Reflexão sobre o absurdo e a revolta, «Calígula» é uma peça de Albert Camus concluída em 1944, depois de ter dela criado uma versão menos politizada e amarga em 1939.
Partindo da leitura da «Vida dos Doze Césares» de Suetónio, Camus inicia a história no momento da morte de Drusila, que era a irmã e amante do protagonista. Altura em que este conclui que “os homens morrem e não são felizes”. Daí a ânsia demencial de experimentar a “paixão do impossível”, ou seja de alterar o curso das coisas.
Doravante Calígula irá recorrer ao seu poder absoluto para obrigar os que o rodeiam, e o servem, a viverem de acordo com a plena consciência de serem mortais. A morte passará a ser arbitrária e enquadrada no “julgamento geral” da humanidade:
“Preciso de culpados. E todos eles o são (…), juízes, testemunhas, réus. Todos à partida condenados”, anuncia no primeiro ato.
Os atos seguintes já ocorrem três anos depois quando o projeto do ditador está em curso: Calígula multiplica os insultos e as humilhações aos patrícios, ora parecendo adulá-los, ora escravizando-os, arruinando-os, ora até mandando matar-lhes os filhos.
Todos tremem perante o tirano, que distribui os papéis para o «processo», atribuindo-se a si o que caberia aos deuses. Mas não tarda a suspeitar da conspiração, que visará derrubá-lo, sem que decida opor-se-lhe. Porque acaba por compreender que a sua “liberdade não é a boa” e que “matar não é a solução”.
Calígula nunca chegará a conquistar a Lua, símbolo lírico do impossível, como o espelho é o do objetivo estético e moral que a subentende.
Ao postular que a verdade está em revoltar-se contra o destino, o seu erro foi o de negar os homens: não se pode destruir sem se destruir a si mesmo. Eis a razão porque Calígula semeia o deserto em seu redor e, fiel à sua lógica, faz tudo o que será necessário para virar contra si os que o acabarão por matar.
«Calígula» torna-se na história de um suicídio por interposta pessoa de quem se mostra infiel à humanidade devido à excessiva fidelidade a si mesmo.
Ele consentirá em morrer depois de ter compreendido que não é possível salvar-se ficando cingido a si mesmo, e não se pode ser livre contra todos os outros.
Ainda assim, mesmo quando está prestes a morrer, Calígula sempre negará isso à sua maneira: rirá, troçará e gritará nos derradeiros instantes: ”à História, Calígula!

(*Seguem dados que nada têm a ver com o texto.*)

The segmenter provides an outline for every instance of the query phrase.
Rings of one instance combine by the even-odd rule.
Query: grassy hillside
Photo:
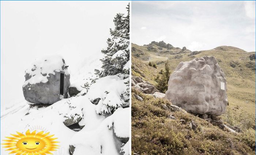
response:
[[[170,103],[164,99],[134,91],[132,94],[133,155],[255,154],[253,131],[229,132],[189,113],[165,110],[163,105]],[[134,94],[143,101],[136,99]],[[191,121],[195,128],[191,127]]]
[[[168,58],[171,70],[173,72],[181,61],[189,61],[195,57],[204,56],[214,56],[226,76],[229,107],[233,108],[238,106],[251,114],[255,114],[255,60],[251,61],[249,58],[249,56],[252,52],[247,52],[234,47],[223,46],[210,50],[199,51],[199,54],[191,56],[188,56],[189,53],[181,53],[169,55],[166,57],[159,56],[157,52],[149,52],[145,49],[146,49],[145,46],[140,46],[134,44],[132,46],[151,56],[150,61],[157,64],[158,72],[163,69],[165,63]],[[133,55],[133,53],[132,55]],[[148,63],[148,61],[143,61],[139,57],[138,59],[142,60],[143,63],[140,61],[141,64],[146,65]],[[136,59],[133,59],[132,62],[139,63],[138,60]],[[140,71],[143,72],[144,70],[142,69]],[[154,73],[156,72],[157,71],[154,71]],[[155,74],[149,74],[150,77],[146,76],[145,78],[154,79],[154,77],[153,76]]]
[[[170,119],[163,118],[162,116],[155,116],[156,114],[160,112],[159,111],[161,111],[161,113],[164,110],[159,109],[161,108],[160,107],[159,108],[155,107],[158,110],[157,110],[159,111],[158,112],[155,112],[154,111],[154,110],[153,110],[151,108],[155,106],[154,105],[154,103],[155,102],[155,104],[157,104],[158,102],[160,101],[157,100],[154,100],[156,99],[151,99],[151,100],[148,100],[150,102],[147,102],[147,101],[144,100],[143,102],[142,102],[133,98],[132,146],[133,146],[132,149],[134,152],[141,155],[166,154],[163,152],[167,152],[165,149],[169,149],[167,148],[169,147],[165,145],[165,142],[163,143],[161,141],[162,140],[159,139],[158,140],[159,141],[156,142],[154,140],[157,138],[156,137],[162,136],[160,135],[162,135],[162,133],[163,137],[159,137],[159,138],[164,138],[165,136],[167,136],[169,137],[167,139],[169,139],[171,141],[170,139],[173,139],[174,138],[174,137],[176,138],[175,138],[181,137],[180,138],[178,138],[179,140],[177,140],[179,142],[178,143],[183,144],[184,145],[181,148],[177,147],[178,147],[171,149],[174,149],[173,150],[176,151],[182,150],[183,152],[178,152],[182,154],[255,154],[253,151],[255,149],[253,148],[255,148],[255,146],[252,144],[255,143],[255,60],[251,60],[249,56],[251,54],[255,54],[255,52],[247,52],[234,47],[223,46],[209,50],[194,52],[192,53],[197,53],[197,54],[193,55],[191,55],[190,52],[162,54],[157,50],[149,50],[147,46],[132,44],[133,47],[135,48],[136,50],[140,50],[141,52],[144,53],[144,55],[148,57],[147,59],[140,57],[138,57],[132,52],[132,73],[133,74],[140,76],[144,80],[153,84],[155,84],[154,80],[154,78],[160,70],[163,68],[165,63],[167,59],[169,59],[170,67],[172,72],[181,61],[189,61],[195,57],[201,57],[206,56],[214,56],[225,73],[227,82],[227,93],[229,106],[227,107],[226,112],[220,117],[225,123],[233,126],[237,126],[241,128],[244,133],[239,134],[237,135],[233,135],[233,134],[220,130],[217,127],[213,126],[210,123],[205,124],[207,123],[206,121],[192,115],[188,114],[187,115],[188,115],[182,116],[191,118],[194,121],[201,124],[202,127],[205,129],[204,130],[208,131],[201,132],[199,134],[200,137],[197,137],[197,134],[195,135],[195,133],[193,132],[194,131],[192,131],[193,134],[191,134],[191,131],[188,131],[185,126],[181,126],[181,124],[178,122],[178,120],[176,120],[177,122],[174,123],[173,121],[170,120]],[[153,63],[157,64],[157,69],[148,66],[149,60]],[[133,68],[133,66],[134,65],[137,67],[136,67],[136,69],[134,69],[135,68]],[[139,66],[141,67],[138,67]],[[143,75],[140,73],[143,73]],[[145,96],[144,98],[146,98]],[[140,112],[141,111],[142,112]],[[143,112],[146,112],[147,116],[143,115]],[[163,112],[164,114],[165,112]],[[139,117],[134,115],[137,113],[140,114],[141,116]],[[182,118],[183,117],[180,117],[178,114],[176,116],[179,119],[185,119]],[[170,121],[172,121],[172,123],[170,123]],[[144,123],[144,122],[147,122],[148,123]],[[138,124],[142,123],[143,124],[144,123],[146,125],[145,126],[142,125],[141,126],[139,126]],[[154,127],[152,126],[155,126],[154,127],[157,127],[157,130],[161,131],[161,133],[157,133],[156,131],[151,128]],[[174,130],[174,133],[171,132],[173,133],[172,135],[165,133],[165,128],[169,129],[166,129],[167,131]],[[148,130],[148,131],[146,131]],[[150,130],[156,132],[150,134]],[[217,136],[218,138],[215,139],[215,138],[208,136],[208,132],[211,133],[211,136]],[[156,135],[153,135],[154,134]],[[188,134],[189,135],[187,135]],[[188,139],[187,137],[190,137],[191,135],[193,135],[192,137],[193,137],[193,139],[190,138]],[[242,140],[237,139],[238,138],[236,138],[237,137],[240,137],[239,138],[241,138],[243,139],[242,140],[247,142],[237,143],[238,141],[237,140],[241,142]],[[223,139],[221,137],[223,137]],[[182,139],[183,138],[185,139]],[[211,139],[212,138],[212,139]],[[249,142],[249,141],[251,142]],[[228,143],[226,143],[227,142],[229,142],[229,144],[228,144]],[[193,144],[194,143],[195,144]],[[138,144],[140,144],[139,145],[141,147],[139,148],[136,146]],[[175,146],[176,144],[169,144],[167,145]],[[244,146],[244,144],[247,146]],[[149,150],[157,151],[155,153],[148,152],[148,150],[142,149],[143,145],[148,146],[148,148]],[[204,147],[206,147],[203,148]],[[243,152],[244,151],[241,151],[240,148],[239,148],[240,147],[243,147],[246,151],[244,150],[245,152]],[[217,148],[221,150],[218,150]],[[231,148],[231,150],[229,150],[229,148]],[[187,150],[184,150],[185,148]],[[146,152],[142,151],[142,150]],[[170,154],[175,154],[172,151],[170,151]],[[146,153],[143,154],[143,152]],[[220,154],[220,152],[225,153]]]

À História!”.
É nesse desenlace que a morte do tirano assumirá toda a dimensão irónica e, ao mesmo tempo, trágica.
A peça é, pois, muito mais do que um drama sangrento. Trata-se de uma meditação de inspiração nietzschiana sobre o sentido da vida, o niilismo do poder absoluto e sobre o efeito mortífero da linguagem quando os atos correspondem exatamente às palavras pronunciadas.
Já encontramos aqui refletidos a maioria dos temas que Camus desenvolverá na sua obra posterior: a inocência e a culpabilidade, a dificuldade em viver e a busca da felicidade, a solidão, a revolta e a exigência da lucidez perante o absurdo da morte.
A paixão que devora Calígula, a sucessão rápida de cenas, ora de farsa, ora de tragédia, de ironia, de emoção, dão-lhe um dinamismo tão inspirador quanto devastador.